O nepotismo eclesiástico era uma praga que vicejou largamente no Medievo e ainda mais no Renascimento, deixando traços na literatura, facilmente perceptíveis por quem analisa obras literárias de época. Um exemplo entre incontáveis outros pode ser encontrado em Fèlix o el Libre de meravelles, obra escrita em 1288-1289 pelo filósofo e polígrafo catalão Ramon Llull (Raimundo Lúlio) com o intuito enciclopédico de condensar e vulgarizar todo o conhecimento humano. Trata-se de um livro ficcional com algo de fantástico, no qual o protagonista Félix é enviado por seu pai a percorrer o mundo e apreciar as maravilhas que nele colocou o Criador. Dividido em dez partes, nele se expõem noções teológicas, filosóficas, morais, cosmológicas e práticas do universo criado e da vida humana, nos seus aspectos mais variados. O estilo é muito leve, com inúmeras historietas e exemplos pelo meio, utilizando recursos literários fantasiosos que somente no século XX se tornariam habituais. É, desse ponto de vista, obra extraordinariamente pioneira. A certa altura do texto, há uma referência digna de nota: “– Era uma vez um bispo que tinha um sobrinho que muito amava. Aquele bispo tinha um castelo belo e muito rico em seu bispado, e tinha inveja daquele castelo que era seu, pois o invejava porque desejava que fosse de seu sobrinho. O príncipe daquela terra também invejava aquele castelo, e foi feita a questão de quem tinha mais inveja, o bispo ou o rei.”

À primeira vista, o texto parece absurdo: como o bispo podia ter inveja de um castelo que já lhe pertencia? E como podia, por inveja, desejar que algo que já lhe pertencia fosse de outra pessoa, no caso seu sobrinho? Para os homens que viviam naquele tempo, isso não era absurdo, mas era algo corrente; para eles, a explicação para a aparente absurdidade era muito clara, até mesmo intuitiva: o castelo pertencia à diocese e o bispo dele tinha somente o usufruto; mas, por inveja, desejava que aquele patrimônio eclesiástico passasse à posse de sua família, na pessoa do sobrinho. Tratava-se, pois de uma típica tentação de nepotismo.

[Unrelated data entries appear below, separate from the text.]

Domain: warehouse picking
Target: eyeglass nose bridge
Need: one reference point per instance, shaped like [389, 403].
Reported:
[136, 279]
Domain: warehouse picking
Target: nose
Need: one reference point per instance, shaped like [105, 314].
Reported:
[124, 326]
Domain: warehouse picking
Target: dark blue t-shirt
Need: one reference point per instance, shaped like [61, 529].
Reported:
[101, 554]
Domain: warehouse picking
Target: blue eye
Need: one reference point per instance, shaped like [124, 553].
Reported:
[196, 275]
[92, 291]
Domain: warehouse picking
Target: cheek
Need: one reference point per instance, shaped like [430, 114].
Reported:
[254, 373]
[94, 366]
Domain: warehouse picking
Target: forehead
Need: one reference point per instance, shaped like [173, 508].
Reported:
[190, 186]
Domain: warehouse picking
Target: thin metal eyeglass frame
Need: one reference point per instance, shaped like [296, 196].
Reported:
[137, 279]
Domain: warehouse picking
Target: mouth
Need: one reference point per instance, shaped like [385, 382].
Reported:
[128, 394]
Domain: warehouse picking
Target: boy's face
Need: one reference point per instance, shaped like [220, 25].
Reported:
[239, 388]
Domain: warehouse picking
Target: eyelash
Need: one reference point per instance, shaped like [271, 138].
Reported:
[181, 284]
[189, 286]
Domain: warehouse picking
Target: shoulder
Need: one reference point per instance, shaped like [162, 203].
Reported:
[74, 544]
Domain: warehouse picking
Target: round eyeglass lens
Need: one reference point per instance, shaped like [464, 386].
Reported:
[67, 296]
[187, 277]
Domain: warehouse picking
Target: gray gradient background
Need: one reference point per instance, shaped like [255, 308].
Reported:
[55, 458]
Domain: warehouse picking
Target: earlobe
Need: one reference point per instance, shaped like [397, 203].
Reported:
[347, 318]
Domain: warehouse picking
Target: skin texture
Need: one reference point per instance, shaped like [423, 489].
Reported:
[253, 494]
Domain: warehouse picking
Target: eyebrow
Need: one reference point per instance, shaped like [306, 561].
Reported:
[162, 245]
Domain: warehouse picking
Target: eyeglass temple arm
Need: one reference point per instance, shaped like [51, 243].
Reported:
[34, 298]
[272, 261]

Diante desse quadro de decadência, a reação eclesiástica foi oportuna e eficaz. Os séculos IX a XI marcaram um período de grandes reformas na Igreja. Os movimentos reformadores, brotados de modo mais ou menos espontâneo foram vários, surgidos em diferentes pontos da Europa. Surgiram ordens religiosas novas, houve mosteiros que procederam a reformas internas, com vistas ao afervoramento de seus membros e o retorno à espiritualidade que havia presidido às respectivas fundações, houve santos que, com seu exemplo de vida e seus ensinamentos, ilustraram pontualmente esse período. Mesmo em meio à decadência espantosa de costumes da corte pontifícia, houve alguns Papas que tentaram seriamente proceder a uma reforma.

Entretanto, sem a menor dúvida, o que marcou a grande reforma da Igreja nesse período foi a renovação realizada a partir da Abadia de Cluny, na Borgonha, a qual foi crescendo de influência e chegou a reformar o próprio Papado – com a chamada Reforma Gregoriana, chefiada pelo São Gregório VII, antigo monge de Cluny, que foi Papa de 1073 até sua morte, em 1085. Sobre Cluny e sua atuação, já escrevi em outra ocasião (Ver artigo “Cluny e a reforma gregoriana”, publicado nesta mesma coluna, do dia 7/12/2019).

Armando Alexandre dos Santos é licenciado em História e em Filosofia, doutor na área de Filosofia e Letras, membro do Instituto Histórico e Geográfico Brasileiro e da Academia Portuguesa da História.